Always be on guard when someone offers to make something easy for you. Run like hell. They are stealing away an opportunity for growth.

Of course, they aren’t promising you something that isn’t real. The easy road does exist. Most everyone takes it.

Learning that’s easy gets you mediocre knowledge. Training that’s easy gets you mediocre gains. A moral code that is easy yields unearned arrogance but not much character. Relationships that are easy yield shallow connection.

Meanwhile the people who have worked hard at these things are laughing at the people who take the easy road. If you go the easy way, you (ironically) make the harder way easier for them. Savvy? There’s less competition at the top if you voluntarily stay at the bottom – which is where “the easy way” will take you.

If you (like me) would like to break the habit of taking the easy road, it helps to remember this. There’s something about feeling like a mark that puts a chip on your shoulder – and there’s no motivation like a shoulder-chip.
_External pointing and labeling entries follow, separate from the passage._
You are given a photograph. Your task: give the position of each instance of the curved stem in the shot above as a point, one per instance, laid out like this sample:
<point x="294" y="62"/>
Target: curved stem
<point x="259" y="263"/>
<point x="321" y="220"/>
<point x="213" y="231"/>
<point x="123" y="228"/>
Most people in a position to make things easy for you are people who either 1) had things made easy for them or 2) have done things the hard way and don’t care if you join them in the halls of glory. The first kind has not enough wisdom to make things easy for you (their way will make things harder), and the second kind will remain your superiors so long as you accept their offer.

Don’t.

It’s safe to assume that anything worth having takes work (this is the cliche) – and more work than you’ve planned on doing (this is the insight). Growing up in America we are given so many dreams at a young age that we assume they are all possible, and so we assume they are all easier than they really are.

This blog post is likely futile. You must take the easy road and come to the end of it (or see someone else do the same) a number of times before you realize. But a bit more suspicion of the people inviting you to take it might be in order. They are probably not consciously malicious, but their invitation will cheat you out of something you ought to work toward.